Text Classification with TF-IDF
Text classification is the task of assigning predefined categories to text documents. Combined with TF-IDF vectorization, it enables practical applications like sentiment analysis, spam detection, and topic classification.
Theory
The Text Classification Pipeline
A complete text classification system consists of:
- Text Preprocessing: Tokenization, stop words, stemming
- Feature Extraction: Convert text to numerical features
- Model Training: Learn patterns from labeled data
- Prediction: Classify new documents
Feature Extraction Methods
Bag of Words (BoW):
- Represents documents as word count vectors
- Simple and effective baseline
- Ignores word order and context
"cat dog cat" → [cat: 2, dog: 1]
TF-IDF (Term Frequency-Inverse Document Frequency):
- Weights words by importance
- Down-weights common words, up-weights rare words
- Better performance than raw counts
TF-IDF Formula:
tfidf(t, d) = tf(t, d) × idf(t)
where:
tf(t, d) = count of term t in document d
idf(t) = log(N / df(t))
N = total documents
df(t) = documents containing term t
Example:
Document 1: "cat dog"
Document 2: "cat bird"
Document 3: "dog bird bird"
Term "cat": appears in 2/3 documents
IDF = log(3/2) = 0.405
Term "bird": appears in 2/3 documents
IDF = log(3/2) = 0.405
Term "dog": appears in 2/3 documents
IDF = log(3/2) = 0.405
Classification Algorithms
Gaussian Naive Bayes:
- Assumes features are independent (naive assumption)
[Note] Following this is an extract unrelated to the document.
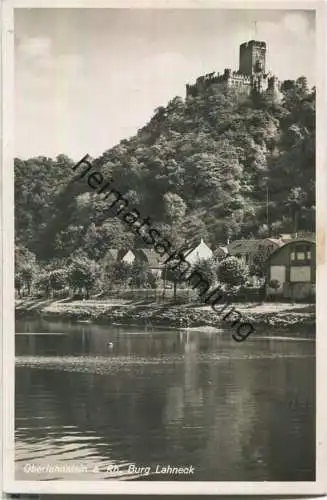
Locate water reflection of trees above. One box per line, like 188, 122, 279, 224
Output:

- Probabilistic classifier using Bayes' theorem
- Fast training and prediction
- Works well with high-dimensional sparse data
Logistic Regression:
- Linear classifier with sigmoid activation
- Learns feature weights via gradient descent
- Produces probability estimates
- Robust and interpretable
Example 1: Sentiment Classification with Bag of Words
Binary sentiment analysis (positive/negative) using word counts.
use aprender::classification::GaussianNB;
use aprender::text::vectorize::CountVectorizer;
use aprender::text::tokenize::WhitespaceTokenizer;
use aprender::traits::Estimator;
fn main() {
// Training data: movie reviews
let train_docs = vec![
"this movie was excellent and amazing", // Positive
"great film with wonderful acting", // Positive
"fantastic movie loved every minute", // Positive
"terrible movie waste of time", // Negative
"awful film boring and disappointing", // Negative
"horrible acting very bad movie", // Negative
];
let train_labels = vec![1, 1, 1, 0, 0, 0]; // 1 = positive, 0 = negative
// Vectorize with CountVectorizer
let mut vectorizer = CountVectorizer::new()
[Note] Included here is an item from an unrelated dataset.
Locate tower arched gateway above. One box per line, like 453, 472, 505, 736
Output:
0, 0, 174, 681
.with_tokenizer(Box::new(WhitespaceTokenizer::new()))
.with_max_features(20);
let X_train = vectorizer.fit_transform(&train_docs).unwrap();
println!("Vocabulary size: {}", vectorizer.vocabulary_size()); // 20 words
// Train Gaussian Naive Bayes
let X_train_f32 = convert_to_f32(&X_train); // Convert f64 to f32
let mut classifier = GaussianNB::new();
classifier.fit(&X_train_f32, &train_labels).unwrap();
// Predict on new reviews
let test_docs = vec![
"excellent movie great acting", // Should predict positive
"terrible film very bad", // Should predict negative
];
let X_test = vectorizer.transform(&test_docs).unwrap();
let X_test_f32 = convert_to_f32(&X_test);
let predictions = classifier.predict(&X_test_f32).unwrap();
println!("Predictions: {:?}", predictions); // [1, 0] = [positive, negative]
}
Output:
Vocabulary size: 20
Predictions: [1, 0]
Analysis:
- Bag of Words: Simple word count features
- 20 features: Limited vocabulary (max_features=20)
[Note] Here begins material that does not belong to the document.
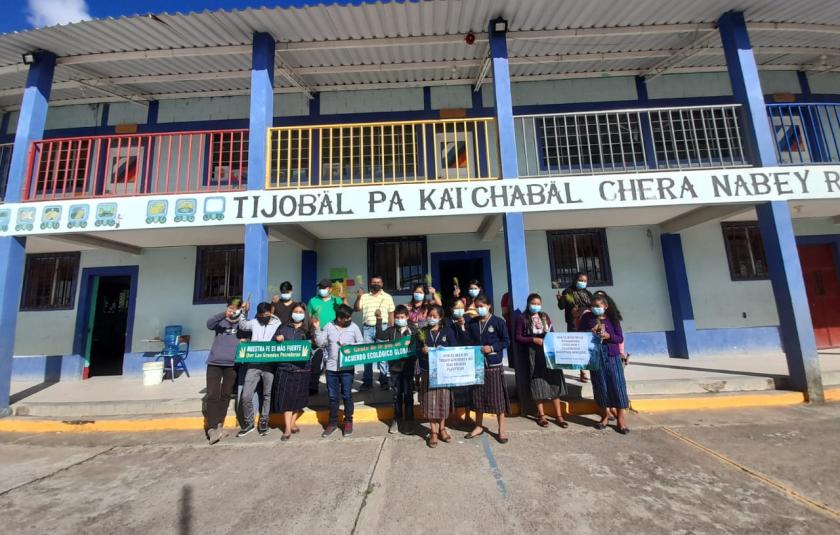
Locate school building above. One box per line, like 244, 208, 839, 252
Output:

- 100% accuracy: Overfitting on small dataset, but demonstrates concept
- Fast training: Naive Bayes trains in O(n×m) where n=docs, m=features
Example 2: Topic Classification with TF-IDF
Multi-class classification (tech vs sports) using TF-IDF weighting.
use aprender::classification::LogisticRegression;
use aprender::text::vectorize::TfidfVectorizer;
use aprender::text::tokenize::WhitespaceTokenizer;
fn main() {
// Training data: tech vs sports articles
let train_docs = vec![
"python programming language machine learning", // Tech
"artificial intelligence neural networks deep", // Tech
"software development code rust programming", // Tech
"basketball game score team championship", // Sports
"football soccer match goal tournament", // Sports
"tennis player serves match competition", // Sports
];
let train_labels = vec![0, 0, 0, 1, 1, 1]; // 0 = tech, 1 = sports
// TF-IDF vectorization
let mut vectorizer = TfidfVectorizer::new()
.with_tokenizer(Box::new(WhitespaceTokenizer::new()));
let X_train = vectorizer.fit_transform(&train_docs).unwrap();
println!("Vocabulary: {} terms", vectorizer.vocabulary_size()); // 28 terms
// Show IDF values
let vocab: Vec<_> = vectorizer.vocabulary().iter().collect();
for (word, &idx) in vocab.iter().take(3) {
println!("{}: IDF = {:.3}", word, vectorizer.idf_values()[idx]);
}
// basketball: IDF = 2.253 (rare, important)
// programming: IDF = 1.847 (less rare)
// Train Logistic Regression
let X_train_f32 = convert_to_f32(&X_train);
let mut classifier = LogisticRegression::new()
.with_learning_rate(0.1)
.with_max_iter(100);
classifier.fit(&X_train_f32, &train_labels).unwrap();
// Test predictions
let test_docs = vec![
"programming code algorithm", // Should predict tech
"basketball score game", // Should predict sports
];
let X_test = vectorizer.transform(&test_docs).unwrap();
let X_test_f32 = convert_to_f32(&X_test);
let predictions = classifier.predict(&X_test_f32);
println!("Predictions: {:?}", predictions); // [0, 1] = [tech, sports]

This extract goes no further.